Indeed, if the answer is that we need to simulate chemistry itself, then think of our predicament this way:

Imagine you were trying to simulate a classical gate-based Turing machine on some highly exotic computer, and you only managed to implement AND and OR gates; then you proceed to try running DOOM on it (as is tradition.)

You wouldn’t get very far, would you?

Technically, we can build a complete computing machine using any combination of “NOT” operator with “AND” or “OR” gates, but we don’t even know the NOT operator exists, let alone what a universal Turing machine even is.

That’s more or less where we are in the grand scheme of things when it comes to simulating all of chemistry.

I Am, Therefore I Intellect

Another very common assumption made by just about everyone is that the ability to think implies intelligence. It’s also extremely common to conflate intelligence with emotion, with motivation, with the survival instinct. This is part of the problem which has often taken debates on simulated cognition in circles: we assume a full suite of human cognitive abilities as the baseline for any model of cognition.

Although you likely cannot have intelligence without the ability to think in some sense, it is not necessarily a given that thought brings with it intelligence. It is also essential to be aware of the fact that emotion is not included by default; in fact, emotion is a wholly separate concept. A machine that can think is not, by default, emotional. To be emotional, it would need to be given emotions explicitly; emotions evolved much earlier than intelligent cognition, and were a useful tool for boosting our instinctual motivations which promoted survival.

We tend to assume that a super-intelligence will naturally develop super-ambition, or super-benevolence, or super-hatred. But this is a fallacy.

This is best explained by the Orthogonality Thesis, proposed by philosopher Nick Bostrom. It states, effectively, that intelligence and final goals are independent variables. You can have a clumsy intelligence that wants to conquer the world, and you can have a god-like super-intelligence whose only motivation is to count every paperclip in the universe.

In a “pure” AI, there is no inherent reason for it to care about its own survival unless we program it to. It has no fear of death, no pride, no resentment.

This is where Pantheon (and the concept of Uploaded Intelligence) gets interesting. The UIs in the show are not “Pure AI” sitting on an abstract graph. They are brute-force scans of biological architecture. They inherit the “spaghetti code” of human evolution. They maintain their human wants and human needs. They carry the baggage of the limbic system simulated alongside the cortex.
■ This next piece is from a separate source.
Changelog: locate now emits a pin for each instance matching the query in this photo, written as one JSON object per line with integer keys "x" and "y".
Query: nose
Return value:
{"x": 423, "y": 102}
If we are to achieve full emulation of a human mind, we must be prepared to emulate biological drives, emotions, hormones, the lot.

A Means Without An End

Everyone always asks “What Is Consciousness”But no one ever asks “How Is Consciousness”

Finally, we arrive at the most challenging hurdle of all. Let’s assume we solve the chemistry problem. Let’s assume we achieve full emulation. We boot up the simulation. The digital eyes open.

The entity speaks.

It says, “I am.

How do we know it is really aware?

This is part of the Hard Problem of Consciousness. If we wanted to simulate a human mind, we must assume consciousness is part of the success criteria. Whatever else it might be, it must be conscious.

Yet here we are, at the end of 2025, and guess what? We still have no idea how to tell for sure. We can’t even be sure that a rock is not conscious. I’m serious.

Think of it like this; what, exactly, is conscious, when it comes to a human being? Is it the brain alone? Or the body? Do the proteins that make up the neuron cell count as being conscious? Is it the whole system?

In our daily lives, we assume other humans are conscious because they act like us and are made of the same wet biological stuff as us. We assume a rock is not conscious because… it just sits there.

This is an assumption based purely on external observation. We have no “consciousness detector”, yet. We cannot measure the internal subjective experience (qualia) of another being.

Philosophers talk about the P-Zombie (Philosophical Zombie); a being that is physically identical to a human, acts exactly like a human, screams when you pinch it, and laughs when you tell a joke, but has absolutely zero inner experience. The lights are on, but supposedly, nobody is home.

If we simulate a mind on a silicon chip (or a quantum substrate), and it screams in pain, is it actually feeling pain? Or is it just executing a code function, equivalent to:

if (pain_intensity > 3) play_audio(”ouch.mp3”)

I don’t personally believe P-Zombies can exist. If I simulate the universe, and within that simulated universe I also simulate a human being, and the simulation behaves exactly the way a human would in every case, to the degree that they are entirely indistinguishable from any “real” human being when observed from the outside, on what grounds can one deny its consciousness?

If we can’t even prove a rock isn’t silently judging us, we certainly won’t be able to prove a digital mind isn’t experiencing qualia.

The Integrated Future

Simulating the human mind in its entirety, including chemistry, is something which we will not see happen for a very long time; some have estimated a timeline of 100 years from where we are now.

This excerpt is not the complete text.